Walter Neves of the University of Sao Paulo is gathering evidence suggesting that early South Americans originated in Australia or South Asia and possibly crossed the Pacific.
Erika Hagelberg, a geneticist at the University of Oslo, says the study of DNA in the Pacific has not proven Heyerdahl's theories right or wrong. "There is definitely a genetic connection between Polynesians and Native Americans, but it probably traces back to a common origin in Asia," she said.
Hagelberg, who has received some Kon-Tiki Museum grant support, says there is no genetic data that indicates a strong South America influence in Polynesia, but "that does not rule out a connection, as there are many reasons why South American genes might not be detected in Polynesia today".
She noted that it will probably take scholars from various sciences to thoroughly examine Heyerdahl's work and lauded him for the way he crossed the boundaries between scientific disciplines.

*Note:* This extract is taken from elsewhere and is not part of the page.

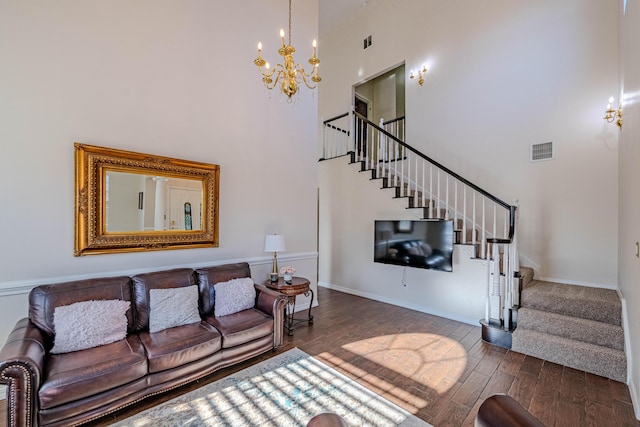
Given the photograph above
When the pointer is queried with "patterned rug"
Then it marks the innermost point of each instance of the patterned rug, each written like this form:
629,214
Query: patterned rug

Further praise for Heyerdahl is evinced by the 11 honorary doctorates he has received from universities in the Americas and Europe.
In his 1997 memoir, "In the Footsteps of Adam", he frequently makes the point that academic specialists often fail to see the wood for the trees.
"The more I do and the more I see, the more I realise the shocking extent of ignorance that exists among the scholarly circles that call themselves authorities and pretend to have a monopoly of all knowledge," he wrote. - Sapa-AP
I was enchanted with the book and how fascinating the concept of crossing the ocean on a fancy raft was. Esp. without any fancy tools or equipment, just knowledge of the waves and stars. I still don't understand how it can be done.
A valid indictment of our educational system.
Worth a repeat.
Man, can I relate to that.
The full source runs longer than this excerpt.